5G is not only about rolling out the network, the difficult part is making it economically viable in areas where the service reaches. There are hardly any use cases for 5G, especially in rural areas. If you are going for a massive infusion of funds to bring in such a network in India at one go, it may be counter-productive, considering that we may find good use cases in both urban and industrial areas, but we may not find them in the rural markets. 5G will also entail additional equipment cost to users. So, a balanced coexistence of 4G and 5G may be the solution for now.
Telcos are heavily dependent on equipment supplied by Chinese vendors. How will the anti-China sentiments affect telcos?

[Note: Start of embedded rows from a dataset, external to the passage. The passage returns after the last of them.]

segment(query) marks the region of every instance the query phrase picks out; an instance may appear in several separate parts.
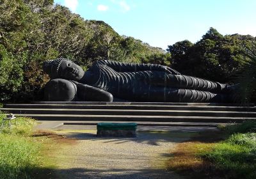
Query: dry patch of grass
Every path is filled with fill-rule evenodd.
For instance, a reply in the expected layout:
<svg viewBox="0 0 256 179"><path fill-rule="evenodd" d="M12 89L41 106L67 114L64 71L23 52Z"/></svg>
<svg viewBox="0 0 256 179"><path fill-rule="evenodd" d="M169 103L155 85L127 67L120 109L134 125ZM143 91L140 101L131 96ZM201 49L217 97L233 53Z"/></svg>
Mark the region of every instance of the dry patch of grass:
<svg viewBox="0 0 256 179"><path fill-rule="evenodd" d="M188 141L179 143L170 152L173 157L167 162L171 170L189 175L189 178L218 178L211 176L212 164L199 156L199 153L210 152L217 142L227 135L221 132L204 132L191 137ZM216 171L215 176L218 175Z"/></svg>
<svg viewBox="0 0 256 179"><path fill-rule="evenodd" d="M32 136L42 144L40 166L34 170L33 176L36 179L58 178L54 171L61 162L60 159L63 158L60 156L63 150L76 145L77 141L46 130L36 130Z"/></svg>
<svg viewBox="0 0 256 179"><path fill-rule="evenodd" d="M46 139L51 139L58 144L76 144L77 141L74 139L67 138L65 136L55 133L53 131L47 130L38 130L32 135L33 137L44 137ZM44 140L44 139L43 139Z"/></svg>
<svg viewBox="0 0 256 179"><path fill-rule="evenodd" d="M200 141L186 142L179 144L174 151L171 152L173 157L168 162L168 167L184 174L195 174L196 178L199 173L208 175L208 170L211 167L210 162L202 159L196 155L202 151L209 151L214 143L204 144ZM192 176L190 176L192 177Z"/></svg>

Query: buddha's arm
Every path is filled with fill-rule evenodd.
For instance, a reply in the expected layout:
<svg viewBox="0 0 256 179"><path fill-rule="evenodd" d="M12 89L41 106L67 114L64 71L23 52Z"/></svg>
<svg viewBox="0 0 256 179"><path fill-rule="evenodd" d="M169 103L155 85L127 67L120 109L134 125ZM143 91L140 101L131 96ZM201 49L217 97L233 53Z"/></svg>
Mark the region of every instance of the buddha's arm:
<svg viewBox="0 0 256 179"><path fill-rule="evenodd" d="M107 65L119 72L152 70L166 72L171 74L180 74L173 69L161 65L128 63L109 60L99 60L97 63L100 65Z"/></svg>
<svg viewBox="0 0 256 179"><path fill-rule="evenodd" d="M111 93L87 84L72 81L77 87L77 97L84 101L113 102Z"/></svg>

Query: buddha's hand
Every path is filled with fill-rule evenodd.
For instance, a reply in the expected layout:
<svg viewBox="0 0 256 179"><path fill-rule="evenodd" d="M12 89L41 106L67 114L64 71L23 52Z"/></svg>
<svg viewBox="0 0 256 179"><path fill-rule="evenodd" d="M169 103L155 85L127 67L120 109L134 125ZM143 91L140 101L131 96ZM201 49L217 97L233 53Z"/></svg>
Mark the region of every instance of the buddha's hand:
<svg viewBox="0 0 256 179"><path fill-rule="evenodd" d="M168 74L180 75L179 72L172 69L172 68L170 68L169 66L163 66L162 68L163 68L163 71Z"/></svg>

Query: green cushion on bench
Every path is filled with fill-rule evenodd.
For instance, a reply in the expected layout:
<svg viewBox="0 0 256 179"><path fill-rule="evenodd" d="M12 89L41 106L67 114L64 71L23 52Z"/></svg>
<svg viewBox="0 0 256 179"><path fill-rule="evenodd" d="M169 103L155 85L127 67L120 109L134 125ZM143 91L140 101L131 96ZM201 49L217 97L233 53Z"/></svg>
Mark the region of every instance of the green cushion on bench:
<svg viewBox="0 0 256 179"><path fill-rule="evenodd" d="M136 123L99 123L97 130L136 130Z"/></svg>

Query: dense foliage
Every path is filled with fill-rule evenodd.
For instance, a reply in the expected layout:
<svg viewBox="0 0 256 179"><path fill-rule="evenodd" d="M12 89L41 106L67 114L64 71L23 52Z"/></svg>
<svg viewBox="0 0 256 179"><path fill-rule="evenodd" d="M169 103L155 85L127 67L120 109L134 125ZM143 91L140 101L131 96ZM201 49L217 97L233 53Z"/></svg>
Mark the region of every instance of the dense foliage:
<svg viewBox="0 0 256 179"><path fill-rule="evenodd" d="M244 71L243 44L253 41L251 36L223 36L211 28L196 43L179 42L166 52L120 36L103 21L84 20L53 0L0 0L0 101L36 100L49 80L42 63L59 57L84 69L99 59L152 63L230 82Z"/></svg>
<svg viewBox="0 0 256 179"><path fill-rule="evenodd" d="M84 20L53 0L0 1L0 100L35 100L49 80L42 70L47 59L68 58L86 68L98 59L140 63L153 56L165 56L163 49L120 36L102 21Z"/></svg>
<svg viewBox="0 0 256 179"><path fill-rule="evenodd" d="M223 36L211 27L196 43L179 42L168 45L167 51L172 67L181 74L230 82L245 70L244 47L253 42L256 38L250 35Z"/></svg>

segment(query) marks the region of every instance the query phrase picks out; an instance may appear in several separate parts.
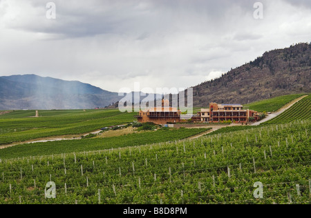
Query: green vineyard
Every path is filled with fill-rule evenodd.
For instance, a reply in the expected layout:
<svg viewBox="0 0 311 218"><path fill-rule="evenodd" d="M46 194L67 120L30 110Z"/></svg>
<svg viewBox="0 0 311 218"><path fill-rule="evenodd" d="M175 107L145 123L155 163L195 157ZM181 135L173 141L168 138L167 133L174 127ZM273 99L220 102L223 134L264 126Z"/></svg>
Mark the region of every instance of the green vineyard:
<svg viewBox="0 0 311 218"><path fill-rule="evenodd" d="M0 204L310 204L310 120L299 121L194 140L1 159Z"/></svg>
<svg viewBox="0 0 311 218"><path fill-rule="evenodd" d="M288 95L279 96L270 99L262 100L246 104L244 108L251 109L258 112L274 112L276 111L287 103L302 97L303 94Z"/></svg>
<svg viewBox="0 0 311 218"><path fill-rule="evenodd" d="M311 95L296 103L290 109L265 123L287 123L295 120L311 119Z"/></svg>

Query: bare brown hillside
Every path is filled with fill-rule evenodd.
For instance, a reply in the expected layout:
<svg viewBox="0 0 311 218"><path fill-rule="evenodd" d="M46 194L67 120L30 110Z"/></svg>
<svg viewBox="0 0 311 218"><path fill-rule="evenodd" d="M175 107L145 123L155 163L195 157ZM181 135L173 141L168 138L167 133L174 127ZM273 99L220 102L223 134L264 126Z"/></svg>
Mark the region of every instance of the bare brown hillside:
<svg viewBox="0 0 311 218"><path fill-rule="evenodd" d="M311 92L311 44L267 52L222 77L194 87L194 105L211 101L247 103L287 94Z"/></svg>

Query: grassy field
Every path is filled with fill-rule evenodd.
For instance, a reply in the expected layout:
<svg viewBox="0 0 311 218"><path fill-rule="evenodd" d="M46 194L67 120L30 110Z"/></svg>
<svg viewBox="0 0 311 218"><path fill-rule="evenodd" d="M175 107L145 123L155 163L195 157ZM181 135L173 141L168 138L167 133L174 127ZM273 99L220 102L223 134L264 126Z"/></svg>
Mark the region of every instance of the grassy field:
<svg viewBox="0 0 311 218"><path fill-rule="evenodd" d="M133 122L136 113L117 110L14 111L0 116L0 145L67 135Z"/></svg>
<svg viewBox="0 0 311 218"><path fill-rule="evenodd" d="M244 105L244 108L258 112L274 112L304 95L289 95Z"/></svg>
<svg viewBox="0 0 311 218"><path fill-rule="evenodd" d="M162 128L157 131L144 131L113 137L22 144L0 150L0 157L8 159L37 155L58 155L135 146L169 141L173 141L198 135L208 130L207 128Z"/></svg>
<svg viewBox="0 0 311 218"><path fill-rule="evenodd" d="M309 95L290 109L263 124L287 123L295 120L310 119L311 119L311 95Z"/></svg>
<svg viewBox="0 0 311 218"><path fill-rule="evenodd" d="M194 141L2 159L0 204L310 204L310 130L309 120ZM55 199L45 197L49 181ZM262 198L254 195L258 181Z"/></svg>

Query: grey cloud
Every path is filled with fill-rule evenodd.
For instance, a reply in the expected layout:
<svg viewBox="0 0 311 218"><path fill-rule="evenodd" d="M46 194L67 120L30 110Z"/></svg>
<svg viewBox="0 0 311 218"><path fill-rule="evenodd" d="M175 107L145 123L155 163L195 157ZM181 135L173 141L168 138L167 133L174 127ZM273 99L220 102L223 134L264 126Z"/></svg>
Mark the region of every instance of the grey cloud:
<svg viewBox="0 0 311 218"><path fill-rule="evenodd" d="M189 87L311 37L309 1L51 1L56 20L45 17L44 1L0 0L0 75L36 73L111 91L135 81ZM264 20L252 17L256 1ZM26 8L3 6L12 2ZM10 19L12 12L19 16Z"/></svg>

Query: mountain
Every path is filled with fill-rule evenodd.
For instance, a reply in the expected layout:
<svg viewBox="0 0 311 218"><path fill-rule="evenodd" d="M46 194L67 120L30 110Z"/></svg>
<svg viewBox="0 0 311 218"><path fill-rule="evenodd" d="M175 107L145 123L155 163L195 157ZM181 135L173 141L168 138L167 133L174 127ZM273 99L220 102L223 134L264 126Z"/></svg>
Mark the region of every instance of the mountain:
<svg viewBox="0 0 311 218"><path fill-rule="evenodd" d="M90 84L35 75L0 77L0 110L104 108L121 99Z"/></svg>
<svg viewBox="0 0 311 218"><path fill-rule="evenodd" d="M194 106L210 102L247 103L288 94L311 92L311 44L267 52L194 88Z"/></svg>

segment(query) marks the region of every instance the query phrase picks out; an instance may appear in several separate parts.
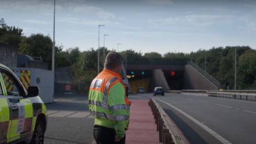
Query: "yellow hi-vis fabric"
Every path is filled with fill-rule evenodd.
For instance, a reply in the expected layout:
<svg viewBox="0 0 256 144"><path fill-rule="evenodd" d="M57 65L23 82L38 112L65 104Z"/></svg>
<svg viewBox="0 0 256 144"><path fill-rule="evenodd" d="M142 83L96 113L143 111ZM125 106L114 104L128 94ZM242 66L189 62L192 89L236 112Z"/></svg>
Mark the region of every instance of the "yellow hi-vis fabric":
<svg viewBox="0 0 256 144"><path fill-rule="evenodd" d="M91 82L89 107L95 124L115 129L119 137L125 134L130 115L126 103L126 92L121 76L105 69Z"/></svg>
<svg viewBox="0 0 256 144"><path fill-rule="evenodd" d="M3 130L0 140L6 143L30 136L35 130L39 115L45 116L46 126L48 113L39 96L29 98L8 96L1 73L1 67L10 73L11 70L0 64L0 89L3 93L0 95L0 130ZM17 106L16 109L11 108L14 104Z"/></svg>

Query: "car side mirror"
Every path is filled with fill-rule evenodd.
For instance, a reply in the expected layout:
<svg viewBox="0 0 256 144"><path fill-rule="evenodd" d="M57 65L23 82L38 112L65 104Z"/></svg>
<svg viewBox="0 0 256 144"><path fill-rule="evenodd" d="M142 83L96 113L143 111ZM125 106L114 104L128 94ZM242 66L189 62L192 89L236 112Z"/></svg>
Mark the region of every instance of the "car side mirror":
<svg viewBox="0 0 256 144"><path fill-rule="evenodd" d="M29 97L38 96L40 93L40 90L39 90L39 87L37 86L30 86L28 88L28 96L29 96Z"/></svg>
<svg viewBox="0 0 256 144"><path fill-rule="evenodd" d="M8 77L7 81L9 82L9 84L10 84L11 85L14 85L13 81L10 78Z"/></svg>
<svg viewBox="0 0 256 144"><path fill-rule="evenodd" d="M127 97L129 96L129 87L126 87L126 95Z"/></svg>

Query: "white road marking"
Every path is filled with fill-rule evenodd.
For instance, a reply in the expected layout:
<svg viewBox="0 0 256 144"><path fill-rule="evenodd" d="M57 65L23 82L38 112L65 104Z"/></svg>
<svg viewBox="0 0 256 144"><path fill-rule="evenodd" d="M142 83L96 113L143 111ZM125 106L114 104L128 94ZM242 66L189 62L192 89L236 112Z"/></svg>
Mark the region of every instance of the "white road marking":
<svg viewBox="0 0 256 144"><path fill-rule="evenodd" d="M89 112L48 110L48 115L50 117L91 118L90 117L90 114Z"/></svg>
<svg viewBox="0 0 256 144"><path fill-rule="evenodd" d="M204 101L198 100L198 102L200 102L209 103L208 102Z"/></svg>
<svg viewBox="0 0 256 144"><path fill-rule="evenodd" d="M217 103L215 103L215 105L224 107L229 108L232 108L232 107L228 107L228 106L227 106L222 105L222 104L217 104Z"/></svg>
<svg viewBox="0 0 256 144"><path fill-rule="evenodd" d="M248 111L248 110L243 110L244 112L247 112L247 113L252 113L252 114L256 114L256 113L255 112L250 112L250 111Z"/></svg>
<svg viewBox="0 0 256 144"><path fill-rule="evenodd" d="M72 114L75 113L76 112L72 111L60 111L53 114L50 115L50 117L65 117Z"/></svg>
<svg viewBox="0 0 256 144"><path fill-rule="evenodd" d="M58 112L58 111L54 111L54 110L48 110L48 115L51 115L52 114L54 114Z"/></svg>
<svg viewBox="0 0 256 144"><path fill-rule="evenodd" d="M194 119L192 117L190 116L188 114L186 113L185 112L181 110L178 108L175 107L175 106L171 105L170 103L167 103L167 102L166 102L165 101L163 101L162 100L160 100L160 99L159 99L158 98L155 98L155 99L157 99L158 101L160 101L161 102L163 102L163 103L167 104L168 106L169 106L173 108L173 109L176 109L177 111L178 111L179 113L182 113L182 114L183 114L184 115L187 117L188 118L189 118L189 119L190 119L191 120L194 121L195 123L198 124L199 126L201 126L203 129L204 129L205 130L206 130L207 132L208 132L210 134L211 134L211 135L214 136L216 139L217 139L218 140L219 140L222 143L224 143L224 144L232 144L230 142L228 141L227 140L225 139L224 137L222 137L222 136L221 136L220 135L219 135L219 134L216 133L215 131L214 131L213 130L212 130L211 129L210 129L210 128L209 128L208 127L207 127L205 125L201 124L200 121L196 120L195 119Z"/></svg>
<svg viewBox="0 0 256 144"><path fill-rule="evenodd" d="M68 115L67 117L69 118L85 118L87 116L91 114L90 112L77 112L74 114L70 114Z"/></svg>

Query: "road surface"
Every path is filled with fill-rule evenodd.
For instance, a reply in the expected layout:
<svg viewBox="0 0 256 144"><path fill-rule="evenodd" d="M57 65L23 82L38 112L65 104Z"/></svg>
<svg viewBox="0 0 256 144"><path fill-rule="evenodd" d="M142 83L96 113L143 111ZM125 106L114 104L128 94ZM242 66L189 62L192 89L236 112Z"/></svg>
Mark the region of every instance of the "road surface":
<svg viewBox="0 0 256 144"><path fill-rule="evenodd" d="M255 143L256 103L171 93L164 97L140 95L158 99L191 144Z"/></svg>
<svg viewBox="0 0 256 144"><path fill-rule="evenodd" d="M130 99L149 100L149 97L137 96L130 96ZM55 101L46 104L49 116L45 143L92 143L94 119L89 112L88 97L67 95Z"/></svg>
<svg viewBox="0 0 256 144"><path fill-rule="evenodd" d="M255 143L256 103L171 93L129 96L130 99L150 98L158 99L191 144ZM91 144L94 120L89 113L88 97L70 95L55 101L46 105L49 117L45 143Z"/></svg>

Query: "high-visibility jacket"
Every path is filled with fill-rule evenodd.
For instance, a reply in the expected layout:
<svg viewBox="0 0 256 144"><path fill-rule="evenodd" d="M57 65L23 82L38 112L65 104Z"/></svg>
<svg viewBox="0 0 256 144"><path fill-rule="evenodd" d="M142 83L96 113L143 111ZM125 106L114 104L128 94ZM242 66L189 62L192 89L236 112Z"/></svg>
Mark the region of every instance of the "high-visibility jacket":
<svg viewBox="0 0 256 144"><path fill-rule="evenodd" d="M89 107L96 125L115 129L119 137L128 129L130 102L126 96L122 77L104 69L92 81L89 93Z"/></svg>

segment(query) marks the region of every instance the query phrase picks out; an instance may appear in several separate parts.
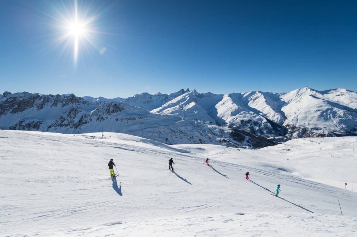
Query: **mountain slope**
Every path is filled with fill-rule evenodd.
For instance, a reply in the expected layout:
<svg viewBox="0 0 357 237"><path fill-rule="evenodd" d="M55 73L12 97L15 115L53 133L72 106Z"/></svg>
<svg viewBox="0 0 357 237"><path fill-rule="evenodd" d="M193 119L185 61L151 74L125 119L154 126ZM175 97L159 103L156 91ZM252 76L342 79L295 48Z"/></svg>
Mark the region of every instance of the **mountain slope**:
<svg viewBox="0 0 357 237"><path fill-rule="evenodd" d="M357 194L305 179L316 174L346 179L349 185L357 183L357 159L352 149L357 146L356 138L300 139L252 150L168 146L120 133L105 132L102 139L101 136L2 131L0 154L6 156L0 159L1 234L353 236L357 233ZM318 153L312 156L310 151ZM346 158L334 158L341 153L348 155ZM204 164L207 157L212 167ZM170 157L175 173L167 169ZM119 174L112 181L107 166L111 158ZM321 162L323 158L327 162ZM333 170L339 166L343 173ZM21 175L14 174L14 167ZM245 179L248 170L253 182ZM326 173L331 175L321 175ZM278 183L281 199L270 195Z"/></svg>
<svg viewBox="0 0 357 237"><path fill-rule="evenodd" d="M224 95L182 89L122 99L86 98L5 92L0 95L0 128L104 131L168 144L223 142L256 147L292 138L357 135L357 93L342 88ZM119 107L124 109L107 114Z"/></svg>

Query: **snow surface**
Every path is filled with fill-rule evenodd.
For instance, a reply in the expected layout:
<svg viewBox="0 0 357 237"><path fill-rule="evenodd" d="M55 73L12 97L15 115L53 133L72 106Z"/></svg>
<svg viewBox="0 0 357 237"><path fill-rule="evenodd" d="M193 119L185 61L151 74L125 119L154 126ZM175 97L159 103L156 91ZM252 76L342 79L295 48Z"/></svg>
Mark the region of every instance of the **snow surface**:
<svg viewBox="0 0 357 237"><path fill-rule="evenodd" d="M247 150L101 135L0 130L0 236L357 235L355 137Z"/></svg>

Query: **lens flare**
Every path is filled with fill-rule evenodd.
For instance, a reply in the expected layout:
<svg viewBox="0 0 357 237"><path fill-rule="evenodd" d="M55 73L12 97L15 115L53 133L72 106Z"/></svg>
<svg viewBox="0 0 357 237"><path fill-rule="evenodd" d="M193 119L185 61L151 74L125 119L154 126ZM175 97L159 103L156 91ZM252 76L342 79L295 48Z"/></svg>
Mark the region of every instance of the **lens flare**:
<svg viewBox="0 0 357 237"><path fill-rule="evenodd" d="M100 51L99 51L99 53L102 55L103 54L104 54L104 53L105 53L105 52L106 51L107 51L107 48L106 48L105 47L103 47L103 48L102 48L102 49L100 50Z"/></svg>
<svg viewBox="0 0 357 237"><path fill-rule="evenodd" d="M55 20L56 28L59 30L56 41L64 46L62 53L69 50L72 51L75 65L79 55L85 52L83 51L89 53L91 48L94 47L97 52L99 51L102 54L106 49L100 50L96 46L97 36L101 32L95 30L94 27L99 15L90 15L93 13L92 7L79 6L77 0L74 0L73 5L59 5L56 8L58 17L52 17Z"/></svg>

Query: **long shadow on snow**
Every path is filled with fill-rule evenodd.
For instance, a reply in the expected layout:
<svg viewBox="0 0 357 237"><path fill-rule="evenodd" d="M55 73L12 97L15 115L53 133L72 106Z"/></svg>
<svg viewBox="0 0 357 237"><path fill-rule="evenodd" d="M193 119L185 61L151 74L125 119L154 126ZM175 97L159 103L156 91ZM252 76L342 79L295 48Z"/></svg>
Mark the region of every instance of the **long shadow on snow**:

The sentiment is about our national interest, and we may not want to trade with a certain country. Today it is China, tomorrow it could be anyone else. The good part is that we are using equipment of international standard, which means that devices from any manufacturer are compatible and can be replaced. However, cost will be a problem. Telcos opted for equipment from Chinese vendors as it was cheaper, now that is something which will impact rollouts. The only way to offset the cost differential would be to encourage a faster realisation of Make In India (indigenous production), but it will take time. Until then, we will have to look at more global partners for equipment supplies.
Telecom has been a litigious sector. Almost every other issue ends up in courts - one such example is the contentious definition of adjusted gross revenue (AGR) that lasted for more than 14 years. What do you have to say to that?
Nobody in their right mind wants litigations, which happen as many issues are not resolved satisfactorily by policy or regulation that at times have not kept pace with time. The influx and adaptation of technology in IT and telecom versus resultant policy changes have been extremely fast, and in the interim period, related parties reach out to the courts to protect business opportunities and operations. Otherwise, we avoid getting into litigations. I cannot rule out that there will be no litigations ever. Yes, we have to reduce litigations and that will need concrete efforts of give and take. When redundant clauses are to be removed, we go to courts as executive and administrative routes take a lot of time.